In Luzern wurde ein Konzert von Anna Netrebko abgesagt. Man kann darüber unterschiedlicher Meinung sein – erst die Debatte macht uns zu Demokraten. Ein Zwischenruf von Axel Brüggemann
Gestern hat das KKL in Luzern ein Konzert von Anna Netrebko und ihrem Mann Yusif Eyvazov am 1. Juni abgesagt. Der Grund: Man habe Angst vor Unruhen im Vorfeld der Ukraine-Friedenskonferenz, die am 15. und 16. Juni auf dem Luzerner Bürgenstock geplant ist. Der Termin war bereits die Verschiebung eines vorherigen Konzertes, das nicht stattgefunden hatte – nun wurde die Veranstaltung endgültig abgesagt.
Auch in Wiesbaden bleibt es unruhig: Hier gab es letztes Jahr Proteste, als Anna Netrebko bei den Maifestspielen auftrat, die lokale Politik hatte sich von der Veranstaltung distanziert, aber Intendant Uwe Eric Laufenberg hielt dennoch an Netrebko fest. Jetzt ist der Intendant weg, und Netrebko steht erneut auf dem Programm. Und: darüber wird auch dieses Jahr wieder gestritten. Proteste sind angekündigt.
Was wie ein großes Hin-und-Her wirkt, ist in Wahrheit Teil eines zutiefst demokratischen Prozesses. Es wäre nicht richtig, Konzerte umstrittener Künstlerinnen und Künstler grundsätzlich zu verbieten, ebenso absurd ist es, »cancel culture!« zu schreien, sobald ein Konzert in Frage gestellt wird. Es ist Teil unserer Demokratie, dass wir immer wieder neu aushandeln, wo unsere Grenzen liegen. Diese Debatte unterscheidet Länder wie Deutschland, Österreich oder die Schweiz von Diktaturen.
Es gehört auch dazu, dass Grenzen durchaus Mal verschwimmen: Während der Intendant der Salzburger Festspiele, Markus Hinterhäuser, am Dirigenten Teodor Currentzis festhält, aber einen Auftritt von Anna Netrebko ausschließt, ist es am Konzerthaus in Wien genau anders herum. Hier erklärte Intendant Matthias Naske, dass er Currentzis derzeit nicht mehr einladen wolle, gibt Anna Netrebko aber durchaus noch eine Bühne.
Was auf den ersten Blick absurd erscheint, ist nichts anderes als ein funktionierender demokratischer Diskurs. Auftritte von Netrebko und Currentzis sind bei uns (zum Glück!) nicht verboten. Aber sie sorgen (zum Glück!) für Diskussionen. Am Ende bleibt es eine Frage des Publikums. Hat es in Zeiten des Krieges (und der Kriegsmüdigkeit) überhaupt Lust, Künstlerinnen und Künstler zu sehen, deren Verhältnis zu Russland umstritten ist? Auch das unterscheidet sich von Ort zu Ort: Während Konzerte sich an einigen Orten bestens verkaufen, sind sie anderenorts Ladenhüter.

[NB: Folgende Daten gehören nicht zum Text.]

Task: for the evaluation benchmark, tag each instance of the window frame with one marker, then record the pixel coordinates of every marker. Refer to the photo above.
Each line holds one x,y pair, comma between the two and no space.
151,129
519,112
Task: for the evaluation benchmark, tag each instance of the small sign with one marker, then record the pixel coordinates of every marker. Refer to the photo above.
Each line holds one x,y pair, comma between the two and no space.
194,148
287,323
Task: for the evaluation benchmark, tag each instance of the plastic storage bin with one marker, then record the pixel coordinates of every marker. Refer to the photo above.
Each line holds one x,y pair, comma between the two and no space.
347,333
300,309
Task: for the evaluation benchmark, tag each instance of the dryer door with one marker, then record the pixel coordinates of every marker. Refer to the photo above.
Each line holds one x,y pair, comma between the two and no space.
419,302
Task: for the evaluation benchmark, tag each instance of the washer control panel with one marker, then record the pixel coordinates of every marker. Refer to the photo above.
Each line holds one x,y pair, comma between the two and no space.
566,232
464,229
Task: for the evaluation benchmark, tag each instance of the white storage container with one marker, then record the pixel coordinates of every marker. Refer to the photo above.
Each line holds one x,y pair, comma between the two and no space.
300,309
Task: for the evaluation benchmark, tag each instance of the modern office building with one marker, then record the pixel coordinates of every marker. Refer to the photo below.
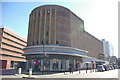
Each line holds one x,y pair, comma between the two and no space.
107,48
11,50
57,40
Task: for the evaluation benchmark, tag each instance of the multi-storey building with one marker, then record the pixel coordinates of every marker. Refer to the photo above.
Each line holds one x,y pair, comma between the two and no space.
57,40
11,49
108,49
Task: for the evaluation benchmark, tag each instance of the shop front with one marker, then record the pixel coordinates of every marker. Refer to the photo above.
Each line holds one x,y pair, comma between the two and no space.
53,59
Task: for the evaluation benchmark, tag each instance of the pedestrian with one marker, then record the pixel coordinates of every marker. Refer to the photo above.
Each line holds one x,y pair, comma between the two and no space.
70,69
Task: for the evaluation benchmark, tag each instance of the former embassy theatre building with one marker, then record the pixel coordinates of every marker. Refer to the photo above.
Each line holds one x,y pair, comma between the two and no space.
57,40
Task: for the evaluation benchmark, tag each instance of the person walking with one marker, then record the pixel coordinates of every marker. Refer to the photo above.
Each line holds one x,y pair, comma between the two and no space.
70,69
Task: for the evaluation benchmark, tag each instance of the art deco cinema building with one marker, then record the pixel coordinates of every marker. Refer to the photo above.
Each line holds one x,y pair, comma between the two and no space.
57,40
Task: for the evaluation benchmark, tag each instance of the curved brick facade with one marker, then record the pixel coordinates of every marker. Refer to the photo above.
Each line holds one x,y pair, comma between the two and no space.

Künstlerinnen und Künstler haben natürlich alles Recht der Welt, über ihre Verbindungen nach Russland zu schweigen. Aber sie können nicht davon ausgehen, dass eine demokratische Gesellschaft deshalb ebenfalls den Diskurs einstellt. In der Schweiz, in Österreich und Deutschland wird um den Zusammenhang von Politik und Kultur gerungen, und das ist auch gut so! Es wäre schön, wenn die Debatte uns im Streit als Demokraten verbindet, statt uns zu spalten.
Nachtrag: Anna Netrebkos Management erklärt derweil Enttäuschung über die Absage in Luzern und wirft dem KKL vor, vertragsbrüchig zu sein. Die Plattform OperaWire zitiert die gesamte Erklärung.